All mine: A brand-new pair of Croker S2 Superlights with standard stiffness, 288 cm median length, Slick blade, Mk3 asymmetric sleeves, adjustable carbon handles and standard grip size. Yay!  Only problem: How do I get them to the boathouse…?

London-Edinburgh-London 2009, the prologue II...

LEL - the prologue part II

Tuesday morning I boarded the train for Portsmouth (via Crediton, Exeter St. Davids and Southampton) and Tuesday afternoon I was in Portsmouth.  The train took me right down to the Harbor and I walked down to the Gunwharf Quays. The Gunwharf Quays are the old gunwharfs(!), where the once so majestic British Navy would be outfitted with guns, gunpowder, biscuits, rum, bullets, shanghaied sailors, opium, prostitutes and whatever else was needed to run an empire.  Nowadays it is full of fancy shops and small ugly hotdog stands.

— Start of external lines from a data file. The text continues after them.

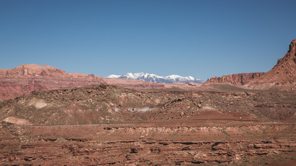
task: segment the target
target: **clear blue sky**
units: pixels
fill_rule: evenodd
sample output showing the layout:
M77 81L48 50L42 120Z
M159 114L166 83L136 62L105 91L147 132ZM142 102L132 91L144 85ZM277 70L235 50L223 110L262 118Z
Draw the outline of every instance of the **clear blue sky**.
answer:
M0 68L191 75L268 71L296 38L296 1L0 0Z

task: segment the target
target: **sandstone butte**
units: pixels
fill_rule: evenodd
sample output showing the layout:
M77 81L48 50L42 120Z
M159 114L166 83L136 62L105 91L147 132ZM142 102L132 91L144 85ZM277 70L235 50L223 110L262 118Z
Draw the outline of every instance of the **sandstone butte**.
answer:
M245 86L256 89L296 90L296 39L291 42L288 53L277 60L272 69Z
M268 72L240 73L211 77L205 84L229 83L254 89L296 89L296 39L290 44L285 56Z
M267 73L250 73L211 77L204 84L229 83L245 89L278 90L296 89L296 39L289 50ZM107 84L134 89L196 89L202 84L176 82L164 84L127 79L104 79L80 73L68 73L48 65L24 64L12 69L0 69L0 101L28 95L33 91L48 91L70 87ZM202 89L203 87L201 87Z
M33 91L47 91L104 84L101 77L68 73L48 65L24 64L0 70L0 100L28 95Z

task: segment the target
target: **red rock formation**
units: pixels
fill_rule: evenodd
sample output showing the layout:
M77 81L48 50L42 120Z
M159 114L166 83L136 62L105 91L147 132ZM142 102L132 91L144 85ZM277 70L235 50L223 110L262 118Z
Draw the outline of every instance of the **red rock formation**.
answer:
M220 77L211 77L206 82L207 83L230 83L234 85L241 86L244 85L250 80L254 78L259 77L263 75L264 72L241 73L223 75Z
M0 69L0 100L46 91L105 83L94 75L68 73L48 65L24 64L12 69Z
M296 39L290 44L285 56L277 60L277 64L262 77L249 82L250 89L296 89Z

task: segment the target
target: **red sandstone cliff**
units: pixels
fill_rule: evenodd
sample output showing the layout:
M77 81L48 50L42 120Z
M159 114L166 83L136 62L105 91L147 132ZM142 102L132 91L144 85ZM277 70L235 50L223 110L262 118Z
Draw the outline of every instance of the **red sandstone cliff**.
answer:
M248 82L245 87L296 90L296 39L291 42L288 53L277 60L272 69L262 77Z
M211 77L205 83L230 83L236 86L242 86L248 82L254 80L254 78L262 76L265 73L241 73L223 75L220 77Z
M0 100L46 91L105 84L94 75L68 73L48 65L24 64L12 69L0 69Z

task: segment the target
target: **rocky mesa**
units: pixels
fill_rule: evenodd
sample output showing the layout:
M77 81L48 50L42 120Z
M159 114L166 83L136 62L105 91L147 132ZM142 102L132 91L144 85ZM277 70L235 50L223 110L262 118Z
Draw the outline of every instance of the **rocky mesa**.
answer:
M247 84L248 82L262 76L264 72L240 73L223 75L222 77L211 77L206 82L209 83L230 83L236 86L242 86Z
M270 71L245 86L258 89L296 90L296 39L291 42L287 53L277 60Z
M24 64L12 69L0 69L0 100L47 91L105 84L94 75L68 73L48 65Z
M296 89L296 39L290 44L285 56L267 73L250 73L211 77L205 84L229 83L252 89Z

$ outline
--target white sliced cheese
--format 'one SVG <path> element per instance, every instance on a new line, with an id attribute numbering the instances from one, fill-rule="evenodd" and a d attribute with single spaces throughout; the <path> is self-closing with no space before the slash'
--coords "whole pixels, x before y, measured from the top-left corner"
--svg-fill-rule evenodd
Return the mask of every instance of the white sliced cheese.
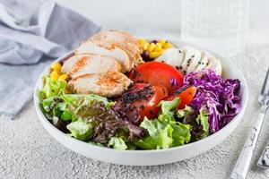
<path id="1" fill-rule="evenodd" d="M 181 64 L 180 71 L 184 73 L 195 71 L 200 61 L 201 53 L 198 50 L 189 47 L 182 47 L 181 51 L 184 52 L 185 56 Z"/>
<path id="2" fill-rule="evenodd" d="M 208 55 L 205 52 L 201 52 L 201 59 L 200 62 L 198 63 L 199 64 L 195 68 L 195 72 L 202 71 L 205 69 L 208 65 Z"/>
<path id="3" fill-rule="evenodd" d="M 184 53 L 182 53 L 182 51 L 178 50 L 178 48 L 171 47 L 166 49 L 163 54 L 154 61 L 164 62 L 178 69 L 182 64 L 183 59 Z"/>

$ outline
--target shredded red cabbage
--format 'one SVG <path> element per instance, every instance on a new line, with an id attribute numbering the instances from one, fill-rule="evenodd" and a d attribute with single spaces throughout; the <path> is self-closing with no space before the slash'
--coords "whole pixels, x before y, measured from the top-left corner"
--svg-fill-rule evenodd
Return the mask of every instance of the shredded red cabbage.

There were plenty of memorabilia left from the golden old days when the Brits ruled the 7 seas and everything inbetween: HMS Warrior , HMS Victory, which Nelson, the scoundrel, used to defeat the Glorious Danish Navy in the Battle of Copenhagen 2 April 1801 . Maybe I could smuggle some gunpowder onboard and, if placed in the right locations, finally get some revenge for the defeat...?

But first I had to meet Kathryn for a beer or several (well, it was a given that it would be several; only question was the time between them). After some serious txting Bar 38  was chosen as a starting point and I sat down in an enormous chair shaped like a crown, waiting for her to get off work.  While waiting I had a Fosters , and then another when she showed up.  After chatting for a bit about what had happened since last time we saw each other (15 months), we dropped off my stuff at her place on the outskirts of town and I had a Carlsberg from her fridge.  She had a nice view of the tidal channels and the mudflats in front of her apartment, something I could appreciate with my sedimentology background. 

Then we were off to an Indian restaurant for some typical classic British food - the curry - and a seriously sized Cobra beer. After dinner we walked along the now most empty Gunwharf but ended up in The Old Customs House , where 2 Seafarers Ale ended their life in my lager-lined stomach. At midnight the establishment decided it was time to close down, so despite our reluctance to leave we had to, although we were the absolute last to haul ourselves out of there. Then it was back in a taxi to Kathryn’s place and off to bed before next mornings most delicious treat - a fried brekkie from a greasy spoon on the waterfront. It wasn’t Mike’s Bites - it was almost better (!) and I left Portsmouth for Bangor with a happy stomach and liver.  

Tally for the 20 hours or so I spent in Portsmouth: 2 Foster’s, 1 Carlsberg, 1 Cobra and 2 Seafarers Ale, roughly on par when compared with my time spent in Crediton. What was not on par was the train fare for my trip Portsmouth-London-Bangor-London-(Portsmouth), which were cheaper than any other return trip option to get me to London after visiting Bangor. However, it still came to bloody 97 quid for second class tickets!  Normally one should be able to get a flight from the UK to Mallorca and back for that kind of money, but unfortunately I wasn’t going to Mallorca. I was going to Bangor. To visit friends. So I had to pay. And with a lighter wallet I was on my way to the green pastures of NW-Wales and the slate-grey streets of Bangor.